The guru is remarkable in that he comes from the outside, follows no conventional occupation, nor is he the upholder of conventional religion. He is the ultimate outsider who rises to the summit using cold calculated rational capitalist means. There is a paradox here. While the guru relies on irrational followers, he himself is far from irrational. Like a politician, he exploits the public for private gain.
Indian guru-dom is an equal opportunity employer. Men, women, white folk, all are welcome to try their hand at it. When you are spiritually successful, you are allowed the trappings of materialism. Women gurus carry expensive handbags, travel in luxury cars, go shopping for designer clothes. Male gurus collect sport bikes, release cringe-pop videos and star in movies.
No one really dresses like a guru anymore. The Indian guru doesn’t feel the need to keep up the pretence of simplicity. He is bigger than Justin Beiber and flaunts it. You are a celebrity and your followers love your opulence. They will shower you with all the black money that they have. These are the new gurus of bling for the post – capitalist times we live in.
Most Indian middle class families have a guru. It’s part of the furniture, like a pet in an American family.
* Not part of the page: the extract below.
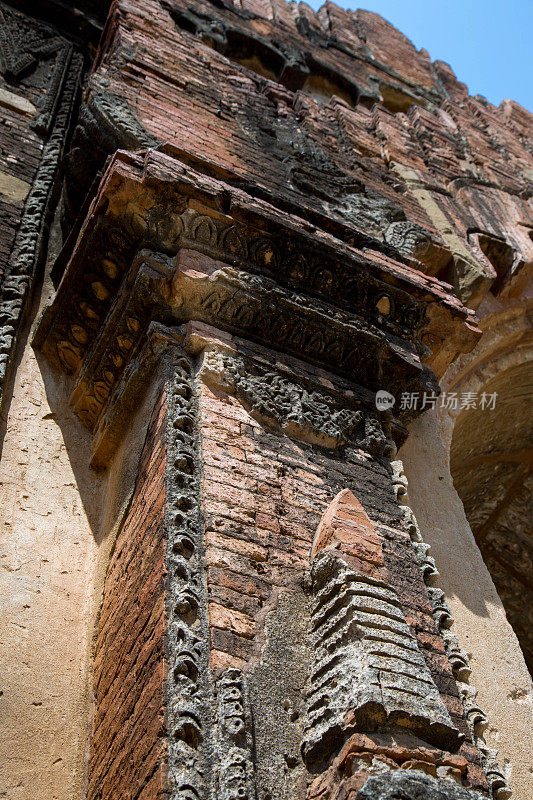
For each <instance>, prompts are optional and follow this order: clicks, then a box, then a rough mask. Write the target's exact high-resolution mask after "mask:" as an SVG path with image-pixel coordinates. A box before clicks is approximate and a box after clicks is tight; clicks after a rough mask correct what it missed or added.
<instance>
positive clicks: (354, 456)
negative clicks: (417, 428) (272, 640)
mask: <svg viewBox="0 0 533 800" xmlns="http://www.w3.org/2000/svg"><path fill="white" fill-rule="evenodd" d="M201 392H202V394H201V398H200V410H201V429H202V461H203V471H204V487H203V489H204V512H205V521H206V547H207V550H206V556H207V562H208V573H207V579H208V587H209V620H210V627H211V648H212V649H211V663H212V665H213V667H214V668H215V669H217V668H223V667H224V666H235V667H241V668H242V667H244V665H245V663H246V662H247V661H248V660H249V659H250V658H251V657H252V655H253V653H254V641H253V639H254V635H255V634H256V633H259V632H260V629H261V624H262V623H259V622H256V619H257V618H258V615H259V619H260V612H261V608H262V606H263V605H264V603H265V601H267V600H268V599H269V598H271V597H273V596H274V595H275V592H276V591H277V590H278V589H280V588H283V587H285V586H290V585H291V584H292V585H294V584H297V583H299V582H300V581H301V580H302V576H303V575H304V573H305V572H306V570H307V569H308V568H309V565H310V560H309V557H310V551H311V545H312V542H313V537H314V535H315V531H316V527H317V525H318V523H319V521H320V517H321V516H322V514H323V513H324V511H325V510H326V508H327V506H328V505H329V503H330V502H331V500H332V499H333V497H334V496H335V495H336V494H337V492H338V491H339V490H340V489H343V488H345V487H347V486H348V487H350V488H352V489H353V491H354V492H358V496H359V497H360V498H361V502H362V503H363V504H364V505H365V508H367V509H368V511H369V513H371V514H373V515H375V516H376V518H377V519H380V520H382V521H383V522H388V523H389V524H390V523H391V522H392V521H393V520H394V519H395V518H396V521H398V509H397V507H396V506H395V504H394V499H393V496H392V492H391V484H390V478H389V476H388V473H387V471H386V468H385V467H384V466H382V465H380V464H370V463H369V462H368V458H367V457H365V456H364V455H363V454H361V455H360V456H359V457H358V455H357V453H356V452H354V453H353V454H352V459H353V461H352V463H346V461H344V460H341V456H340V455H339V454H336V453H335V451H331V452H328V451H326V450H324V449H323V448H318V449H317V448H314V447H312V446H311V445H308V444H306V443H304V442H297V441H295V440H293V439H290V438H288V437H287V436H284V435H283V434H279V433H276V432H273V431H269V430H268V429H265V428H264V427H263V426H261V425H260V424H259V423H258V422H257V421H256V420H254V419H253V418H252V417H251V416H250V415H249V414H248V412H247V411H246V410H245V409H244V408H243V407H242V406H241V405H240V403H239V402H238V400H236V399H235V398H233V397H230V396H229V395H227V394H226V393H224V392H222V391H217V390H214V389H211V388H209V387H207V386H202V388H201ZM356 487H357V488H356ZM258 638H259V637H258Z"/></svg>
Gurus arrange marriages, convince you to part with land and donate it to them, and, if you live in a commune, will have you make soap and leather slippers and allow you a Charlie Chaplin film on Sunday mornings (while guruji himself has an orgy).
Indian society is not culturally based on the concept of the individual. The family unit is the individual. If you want to express your individuality, you do it through the family. Indian families express their individuality through their choice of guru. "They follow x, but we follow y." The guru gives each Indian family unit a distinct identity. Since this is a purely commercial venture, gurus too have to be on their toes. I’ve known members of my family get disillusioned with one and move to another.
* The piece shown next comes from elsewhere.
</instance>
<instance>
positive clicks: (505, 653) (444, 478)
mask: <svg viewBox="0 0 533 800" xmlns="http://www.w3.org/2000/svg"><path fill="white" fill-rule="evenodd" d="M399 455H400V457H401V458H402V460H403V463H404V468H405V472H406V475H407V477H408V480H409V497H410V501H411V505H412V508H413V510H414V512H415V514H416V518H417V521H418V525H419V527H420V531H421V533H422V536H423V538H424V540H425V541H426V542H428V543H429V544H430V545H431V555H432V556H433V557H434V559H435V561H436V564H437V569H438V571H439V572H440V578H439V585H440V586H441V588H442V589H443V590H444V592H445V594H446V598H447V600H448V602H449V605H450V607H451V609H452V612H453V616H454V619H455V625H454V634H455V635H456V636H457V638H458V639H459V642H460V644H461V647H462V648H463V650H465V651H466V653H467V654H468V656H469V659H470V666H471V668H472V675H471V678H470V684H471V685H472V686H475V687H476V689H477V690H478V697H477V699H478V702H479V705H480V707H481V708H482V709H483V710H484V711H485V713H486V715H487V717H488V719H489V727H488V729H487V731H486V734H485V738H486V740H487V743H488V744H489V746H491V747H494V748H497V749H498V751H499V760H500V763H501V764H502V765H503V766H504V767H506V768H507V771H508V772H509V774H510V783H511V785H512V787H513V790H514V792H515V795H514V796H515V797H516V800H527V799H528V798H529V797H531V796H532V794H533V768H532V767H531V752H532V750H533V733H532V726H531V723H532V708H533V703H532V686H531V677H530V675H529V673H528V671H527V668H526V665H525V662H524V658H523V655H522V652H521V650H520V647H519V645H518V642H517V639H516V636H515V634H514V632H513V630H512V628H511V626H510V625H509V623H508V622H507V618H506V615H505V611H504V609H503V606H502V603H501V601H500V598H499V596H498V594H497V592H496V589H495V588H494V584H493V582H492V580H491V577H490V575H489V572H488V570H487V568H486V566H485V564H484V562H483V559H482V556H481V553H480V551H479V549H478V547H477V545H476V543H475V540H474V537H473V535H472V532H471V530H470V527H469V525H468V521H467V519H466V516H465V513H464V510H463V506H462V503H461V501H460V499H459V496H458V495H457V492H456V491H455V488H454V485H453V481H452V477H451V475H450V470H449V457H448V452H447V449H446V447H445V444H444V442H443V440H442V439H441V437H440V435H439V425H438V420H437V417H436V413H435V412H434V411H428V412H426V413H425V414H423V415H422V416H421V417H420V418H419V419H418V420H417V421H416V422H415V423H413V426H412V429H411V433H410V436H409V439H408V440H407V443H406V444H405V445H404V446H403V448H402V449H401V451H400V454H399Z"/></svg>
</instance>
While Europe isn’t big on gurus, America is. Whether it is scientology or David Koresh in Waco, Texas, whose Branch Davidians met a fiery end, the allure of cults is alive in America. The human instinct for blind belief also has secular manifestations: ritualistic heavy metal concerts or boy bands with swooning hysterical crying fans have a ring of religious surrender about them.
At the heart of all cultish belief is a belief in something beyond God. God is not sufficient. You need a flesh and blood human god who is the perfect embodiment of man on earth. Human beings are lazy, superstitious creatures. Faith in a guru absolves you of responsibility in figuring out your own life-path.
To a quasi-thinking scheming mind, it gives the illusion that by being a follower one is in touch with a higher agency not accessible to everyone, not least because this exclusive access will also help one reap material rewards in the here and now, in whatever one’s chosen profession might be.